Потрясенная ужасом, она схватила голого ребенка и хотела бежать с ним в деревню за помощью.
Винцеркова едва успела удержать ее и, взяв от нее мертвое тельце, стала обмывать его, а Тэкля сидела, съежившись, у печки и громко, судорожно рыдала.

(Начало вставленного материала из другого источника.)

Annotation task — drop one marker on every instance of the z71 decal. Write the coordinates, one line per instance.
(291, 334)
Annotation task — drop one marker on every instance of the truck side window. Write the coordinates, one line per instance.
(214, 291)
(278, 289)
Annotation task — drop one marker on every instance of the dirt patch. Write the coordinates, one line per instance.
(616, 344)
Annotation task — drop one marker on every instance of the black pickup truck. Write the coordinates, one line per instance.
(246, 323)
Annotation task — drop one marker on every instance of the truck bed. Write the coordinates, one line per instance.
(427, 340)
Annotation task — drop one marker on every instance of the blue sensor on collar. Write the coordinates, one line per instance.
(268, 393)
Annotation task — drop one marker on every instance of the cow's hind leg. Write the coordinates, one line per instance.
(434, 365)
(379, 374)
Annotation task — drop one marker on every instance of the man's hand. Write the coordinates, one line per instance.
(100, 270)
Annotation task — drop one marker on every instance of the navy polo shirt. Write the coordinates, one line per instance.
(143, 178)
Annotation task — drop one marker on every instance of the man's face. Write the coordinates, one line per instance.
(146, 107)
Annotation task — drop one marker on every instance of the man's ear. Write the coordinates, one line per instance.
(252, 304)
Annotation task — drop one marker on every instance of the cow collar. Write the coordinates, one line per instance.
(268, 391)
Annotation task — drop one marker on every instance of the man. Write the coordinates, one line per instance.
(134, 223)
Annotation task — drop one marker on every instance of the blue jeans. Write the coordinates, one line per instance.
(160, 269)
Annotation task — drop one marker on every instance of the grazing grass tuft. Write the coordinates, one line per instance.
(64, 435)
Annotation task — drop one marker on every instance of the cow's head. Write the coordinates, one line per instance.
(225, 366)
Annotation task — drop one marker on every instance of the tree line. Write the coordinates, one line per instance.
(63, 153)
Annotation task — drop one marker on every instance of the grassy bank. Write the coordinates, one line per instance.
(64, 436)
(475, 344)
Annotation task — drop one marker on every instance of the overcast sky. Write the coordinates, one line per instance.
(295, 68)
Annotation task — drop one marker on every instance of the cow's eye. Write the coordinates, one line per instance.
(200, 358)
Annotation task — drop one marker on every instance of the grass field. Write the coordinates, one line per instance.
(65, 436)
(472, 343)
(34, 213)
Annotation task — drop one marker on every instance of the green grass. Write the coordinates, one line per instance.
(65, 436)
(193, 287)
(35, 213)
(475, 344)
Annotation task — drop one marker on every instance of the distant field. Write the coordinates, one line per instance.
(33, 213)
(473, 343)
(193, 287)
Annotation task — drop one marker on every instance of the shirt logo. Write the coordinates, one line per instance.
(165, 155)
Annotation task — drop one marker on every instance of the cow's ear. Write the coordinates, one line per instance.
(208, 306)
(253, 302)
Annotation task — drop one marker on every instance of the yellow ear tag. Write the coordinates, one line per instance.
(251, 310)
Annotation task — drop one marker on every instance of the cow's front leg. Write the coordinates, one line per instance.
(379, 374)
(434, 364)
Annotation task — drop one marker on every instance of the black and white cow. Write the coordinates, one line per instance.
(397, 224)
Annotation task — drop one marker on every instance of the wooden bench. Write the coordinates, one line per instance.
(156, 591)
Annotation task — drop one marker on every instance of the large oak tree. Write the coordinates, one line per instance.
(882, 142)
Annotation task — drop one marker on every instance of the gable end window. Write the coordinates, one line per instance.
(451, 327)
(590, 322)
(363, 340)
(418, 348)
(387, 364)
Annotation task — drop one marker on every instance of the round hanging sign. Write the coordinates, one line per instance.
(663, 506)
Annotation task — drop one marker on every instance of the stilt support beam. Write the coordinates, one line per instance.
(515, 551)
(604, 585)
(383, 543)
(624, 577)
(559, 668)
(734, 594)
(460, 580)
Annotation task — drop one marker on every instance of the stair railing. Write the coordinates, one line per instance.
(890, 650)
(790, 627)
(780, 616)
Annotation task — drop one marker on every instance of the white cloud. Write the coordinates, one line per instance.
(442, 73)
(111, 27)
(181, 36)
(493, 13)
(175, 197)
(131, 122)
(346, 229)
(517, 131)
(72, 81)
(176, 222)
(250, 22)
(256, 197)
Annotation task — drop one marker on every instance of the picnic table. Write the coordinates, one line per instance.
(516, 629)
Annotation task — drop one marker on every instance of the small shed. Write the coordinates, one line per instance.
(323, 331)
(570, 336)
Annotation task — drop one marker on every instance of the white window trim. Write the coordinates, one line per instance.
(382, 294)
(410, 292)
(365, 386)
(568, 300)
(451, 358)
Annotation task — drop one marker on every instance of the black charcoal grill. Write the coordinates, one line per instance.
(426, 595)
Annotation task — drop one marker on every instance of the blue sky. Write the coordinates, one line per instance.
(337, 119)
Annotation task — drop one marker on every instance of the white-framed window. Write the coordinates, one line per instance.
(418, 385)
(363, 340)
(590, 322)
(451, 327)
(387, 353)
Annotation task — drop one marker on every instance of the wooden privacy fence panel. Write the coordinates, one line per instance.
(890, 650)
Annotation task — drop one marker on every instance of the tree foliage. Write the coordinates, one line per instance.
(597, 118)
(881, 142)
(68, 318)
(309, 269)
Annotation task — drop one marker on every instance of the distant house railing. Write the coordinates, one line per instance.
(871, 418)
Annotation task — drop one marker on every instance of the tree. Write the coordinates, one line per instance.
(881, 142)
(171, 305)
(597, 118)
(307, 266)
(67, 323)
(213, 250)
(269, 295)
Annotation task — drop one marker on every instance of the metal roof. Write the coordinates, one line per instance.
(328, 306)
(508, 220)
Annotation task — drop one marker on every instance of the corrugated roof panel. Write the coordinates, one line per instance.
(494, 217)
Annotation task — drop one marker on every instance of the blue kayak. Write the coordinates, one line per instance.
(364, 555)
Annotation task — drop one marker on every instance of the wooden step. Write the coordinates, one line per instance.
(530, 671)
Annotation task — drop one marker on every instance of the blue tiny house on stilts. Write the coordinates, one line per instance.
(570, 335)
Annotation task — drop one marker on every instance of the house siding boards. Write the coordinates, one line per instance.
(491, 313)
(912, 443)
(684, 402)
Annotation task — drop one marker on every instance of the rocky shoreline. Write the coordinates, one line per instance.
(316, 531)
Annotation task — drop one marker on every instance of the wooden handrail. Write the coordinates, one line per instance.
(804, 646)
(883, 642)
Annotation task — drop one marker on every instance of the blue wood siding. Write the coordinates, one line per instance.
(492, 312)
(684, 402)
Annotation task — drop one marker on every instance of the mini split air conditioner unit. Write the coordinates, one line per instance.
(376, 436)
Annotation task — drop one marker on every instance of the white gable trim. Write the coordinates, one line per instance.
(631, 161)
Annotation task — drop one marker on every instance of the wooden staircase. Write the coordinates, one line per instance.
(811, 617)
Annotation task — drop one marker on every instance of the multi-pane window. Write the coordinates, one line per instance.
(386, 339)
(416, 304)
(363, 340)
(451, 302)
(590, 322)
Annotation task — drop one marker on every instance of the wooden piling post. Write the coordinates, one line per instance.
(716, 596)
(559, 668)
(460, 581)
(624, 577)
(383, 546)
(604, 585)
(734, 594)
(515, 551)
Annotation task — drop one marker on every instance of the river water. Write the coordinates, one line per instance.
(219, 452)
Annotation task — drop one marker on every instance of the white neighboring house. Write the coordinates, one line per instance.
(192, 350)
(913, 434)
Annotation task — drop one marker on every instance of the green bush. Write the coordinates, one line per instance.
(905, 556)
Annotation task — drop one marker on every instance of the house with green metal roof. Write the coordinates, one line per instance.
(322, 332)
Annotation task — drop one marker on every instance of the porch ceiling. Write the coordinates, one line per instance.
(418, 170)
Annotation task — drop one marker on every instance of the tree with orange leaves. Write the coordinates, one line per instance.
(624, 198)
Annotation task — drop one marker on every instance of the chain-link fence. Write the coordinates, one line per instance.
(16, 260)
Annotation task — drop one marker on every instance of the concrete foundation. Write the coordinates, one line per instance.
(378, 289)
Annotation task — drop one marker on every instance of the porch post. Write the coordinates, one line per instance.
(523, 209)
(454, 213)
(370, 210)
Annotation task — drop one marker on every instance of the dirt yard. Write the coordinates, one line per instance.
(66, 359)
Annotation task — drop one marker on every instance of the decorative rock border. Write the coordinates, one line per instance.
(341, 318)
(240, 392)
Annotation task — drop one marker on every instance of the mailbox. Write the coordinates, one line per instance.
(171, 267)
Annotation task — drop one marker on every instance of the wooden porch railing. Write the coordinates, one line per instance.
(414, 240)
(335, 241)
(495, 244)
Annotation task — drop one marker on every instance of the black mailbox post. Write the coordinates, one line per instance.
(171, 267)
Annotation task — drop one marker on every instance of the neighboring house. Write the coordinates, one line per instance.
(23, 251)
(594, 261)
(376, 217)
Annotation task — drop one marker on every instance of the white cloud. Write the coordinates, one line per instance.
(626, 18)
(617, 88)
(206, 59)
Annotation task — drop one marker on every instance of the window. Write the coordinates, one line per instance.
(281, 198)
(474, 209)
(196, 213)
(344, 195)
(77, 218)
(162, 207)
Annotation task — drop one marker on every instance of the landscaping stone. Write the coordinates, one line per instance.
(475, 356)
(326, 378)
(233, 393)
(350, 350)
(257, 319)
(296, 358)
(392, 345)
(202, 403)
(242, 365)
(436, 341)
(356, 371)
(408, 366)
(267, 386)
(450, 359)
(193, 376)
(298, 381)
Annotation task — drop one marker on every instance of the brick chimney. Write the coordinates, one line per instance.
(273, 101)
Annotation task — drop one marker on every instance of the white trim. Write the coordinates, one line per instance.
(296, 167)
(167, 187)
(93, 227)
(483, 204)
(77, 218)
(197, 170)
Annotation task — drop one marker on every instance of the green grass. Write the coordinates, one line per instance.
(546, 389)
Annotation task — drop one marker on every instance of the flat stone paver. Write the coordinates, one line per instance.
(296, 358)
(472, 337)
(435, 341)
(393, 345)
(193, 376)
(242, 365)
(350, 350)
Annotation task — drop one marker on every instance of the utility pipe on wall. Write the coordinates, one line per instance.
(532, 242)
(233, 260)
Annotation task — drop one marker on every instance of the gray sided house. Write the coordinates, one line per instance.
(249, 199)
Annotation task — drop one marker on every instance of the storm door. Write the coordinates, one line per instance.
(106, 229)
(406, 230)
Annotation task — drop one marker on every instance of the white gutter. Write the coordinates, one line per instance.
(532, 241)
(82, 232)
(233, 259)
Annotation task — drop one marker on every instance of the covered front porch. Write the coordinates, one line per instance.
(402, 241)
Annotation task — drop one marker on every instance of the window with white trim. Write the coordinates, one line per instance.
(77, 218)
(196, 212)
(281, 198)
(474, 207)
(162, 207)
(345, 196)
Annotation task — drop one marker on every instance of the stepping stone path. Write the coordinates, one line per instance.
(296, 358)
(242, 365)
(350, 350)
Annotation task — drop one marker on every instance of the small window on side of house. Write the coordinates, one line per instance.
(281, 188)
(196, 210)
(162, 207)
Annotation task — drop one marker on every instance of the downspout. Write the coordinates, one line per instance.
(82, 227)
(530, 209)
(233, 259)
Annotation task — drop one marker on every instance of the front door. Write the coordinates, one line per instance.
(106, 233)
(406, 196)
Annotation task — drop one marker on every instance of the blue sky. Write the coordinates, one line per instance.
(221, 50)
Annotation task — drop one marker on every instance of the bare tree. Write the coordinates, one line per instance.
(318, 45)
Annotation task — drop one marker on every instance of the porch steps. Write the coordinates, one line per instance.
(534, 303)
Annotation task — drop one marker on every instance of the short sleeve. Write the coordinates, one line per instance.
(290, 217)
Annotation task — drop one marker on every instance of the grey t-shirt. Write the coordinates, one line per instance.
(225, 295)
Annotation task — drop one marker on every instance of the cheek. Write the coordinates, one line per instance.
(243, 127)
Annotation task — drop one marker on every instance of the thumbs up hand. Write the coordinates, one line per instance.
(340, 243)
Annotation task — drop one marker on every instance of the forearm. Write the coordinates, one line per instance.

Старуха так была занята, что и не заметила, как стало совсем светло и дом ее окружили мужики, а в горницу вошли стражники с войтом и солтысом во главе.
— Ясек Винцерек у вас?
— Ищите его, если нужен! — сухо отрезала старуха.
— Ведите! Где он?
— Под фартук я его спрятала, это малое дитятко! — воскликнула она с злой насмешкой и преспокойно продолжала обмывать в корыте трупик ребенка. Но Тэкля неожиданно вскочила с места и, схватив полено, набросилась на мужчин:
— Чего вам тут надо? Псы бешеные! Отдайте мне мужа, дитя отдайте! Чтоб вам околеть под забором! Чтоб вам первым куском подавиться за мое сиротство, за мои мучения!
Она лезла в драку, но ее быстро усмирили и пошли искать Яся по всему дому и в сараях.
— Ищите, ищите ветра в поле! — кричала им вслед старуха.
Ясека они, разумеется, не нашли и, уходя, объявили Винцерковой, что, как только парень явится, она должна дать знать об этом солтысу.